DNR is not required to update the smoke management plan or the SIP in order to conduct the pilot project. In addition, the pilot project is exempt from the state environmental policy act review.

DNR must report to the Legislature by December 1, 2018, detailing the effectiveness of forest resiliency burning for wildfire prevention, a record of air quality exceedances resulting from forest fire resiliency burning including severity and duration, recommendations regarding the continuation and expansion of forest resiliency burning, a comparative analysis between the predicted smoke conditions and what is actually observed on location by qualified meteorological personnel or trained prescribed burning professionals during the forest resiliency burn, and creation of a new outdoor burning activity permitted by the DNR.

Appropriation: None.

Fiscal Note: Available. New fiscal note requested on February 19, 2016.

Committee/Commission/Task Force Created: No.

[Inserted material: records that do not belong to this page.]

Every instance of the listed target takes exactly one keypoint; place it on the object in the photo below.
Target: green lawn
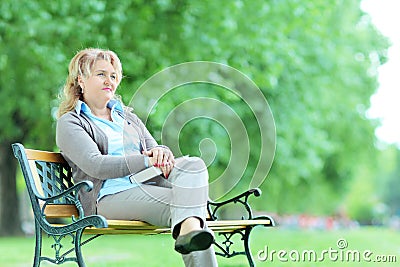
(158, 250)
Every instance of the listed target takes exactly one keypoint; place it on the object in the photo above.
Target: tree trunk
(10, 223)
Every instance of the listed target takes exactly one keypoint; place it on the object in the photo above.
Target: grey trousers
(167, 202)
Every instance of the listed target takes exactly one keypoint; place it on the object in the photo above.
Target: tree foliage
(315, 62)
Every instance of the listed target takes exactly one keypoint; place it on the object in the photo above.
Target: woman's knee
(191, 164)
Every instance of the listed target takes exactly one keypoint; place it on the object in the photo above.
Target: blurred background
(316, 62)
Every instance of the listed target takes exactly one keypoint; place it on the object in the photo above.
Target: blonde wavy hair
(81, 65)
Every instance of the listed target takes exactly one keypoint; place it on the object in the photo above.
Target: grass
(148, 251)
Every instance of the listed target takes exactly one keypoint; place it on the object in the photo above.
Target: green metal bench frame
(53, 194)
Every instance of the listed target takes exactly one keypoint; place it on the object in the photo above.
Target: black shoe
(194, 241)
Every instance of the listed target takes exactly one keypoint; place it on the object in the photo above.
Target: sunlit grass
(129, 250)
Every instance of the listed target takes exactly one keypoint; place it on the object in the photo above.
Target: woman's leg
(167, 203)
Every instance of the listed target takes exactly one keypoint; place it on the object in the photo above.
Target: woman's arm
(78, 146)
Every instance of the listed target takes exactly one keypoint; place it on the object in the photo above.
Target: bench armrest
(242, 199)
(71, 194)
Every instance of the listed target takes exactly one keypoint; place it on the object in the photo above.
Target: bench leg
(226, 246)
(78, 245)
(247, 246)
(38, 245)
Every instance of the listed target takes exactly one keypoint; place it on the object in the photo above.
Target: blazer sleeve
(82, 150)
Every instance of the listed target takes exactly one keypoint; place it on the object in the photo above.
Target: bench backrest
(46, 174)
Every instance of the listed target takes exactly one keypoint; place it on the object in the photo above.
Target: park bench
(59, 214)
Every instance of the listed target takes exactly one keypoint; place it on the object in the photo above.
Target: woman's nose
(107, 80)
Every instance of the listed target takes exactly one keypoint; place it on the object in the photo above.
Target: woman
(106, 143)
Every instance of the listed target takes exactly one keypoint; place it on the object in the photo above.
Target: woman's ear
(80, 82)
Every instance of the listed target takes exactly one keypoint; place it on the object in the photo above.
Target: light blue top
(114, 131)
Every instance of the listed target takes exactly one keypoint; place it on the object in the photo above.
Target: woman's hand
(162, 158)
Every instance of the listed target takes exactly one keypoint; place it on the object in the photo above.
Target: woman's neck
(100, 112)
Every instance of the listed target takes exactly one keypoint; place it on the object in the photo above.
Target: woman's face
(100, 86)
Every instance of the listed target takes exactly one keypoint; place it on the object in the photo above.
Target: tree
(314, 61)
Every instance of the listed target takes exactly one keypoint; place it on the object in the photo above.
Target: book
(145, 175)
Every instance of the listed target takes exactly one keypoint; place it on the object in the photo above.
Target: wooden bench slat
(47, 156)
(60, 211)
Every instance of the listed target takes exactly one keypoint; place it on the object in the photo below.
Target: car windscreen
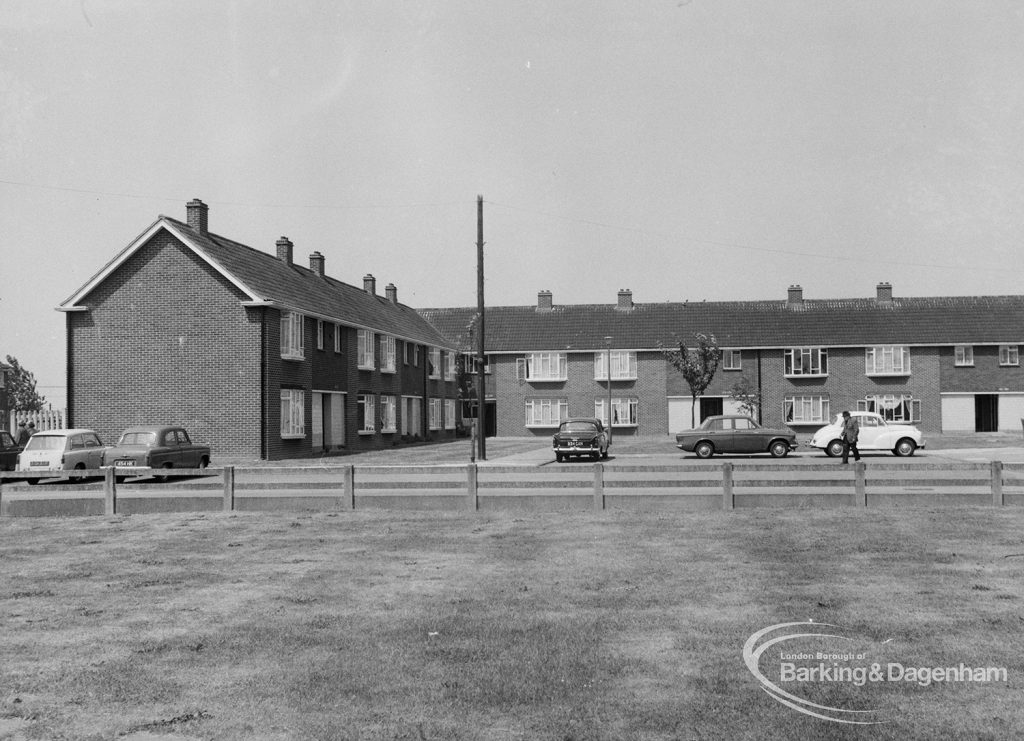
(137, 438)
(46, 442)
(580, 427)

Effective Date: The bill contains an emergency clause and takes effect immediately.

Staff Summary of Public Testimony: PRO: Past forest land management practices have resulted in overstocked forests and unhealthy forest conditions. Wildfires have burned about 1 million acres in Okanogan. Where there have been preventative thinning and resiliency treatments, fires do not crown and stay low to the ground with low-intensity. This is an attempt to streamline the permitting process regarding burns. I believe the controlled burns will help prevent devastating losses. This bill helps ensure the safety of firefighters by keeping fires small and easier to manage. Prescribed burning is a valuable forest management tool to reduce fuel loads and decrease risks associated large fires. Our state is in need of updating the smoke management plan but it will take several years to do it correctly. In the meantime, this bill will allow treatments to be conducted immediately. High fuel loads result in catastrophic fires. This bill will help protect local economies.

Persons Testifying: PRO: Representative Kretz, prime sponsor; Tim Boyd, Vaagen Brothers Lumber & Boise Cascade; Abbie Zulock, WA Public Employees Assn; Scott Richards, The Nature Conservancy; Scott Vejraska, Rancher; Tom Davis, WA Farm Bureau.

Persons Signed In To Testify But Not Testifying: No one.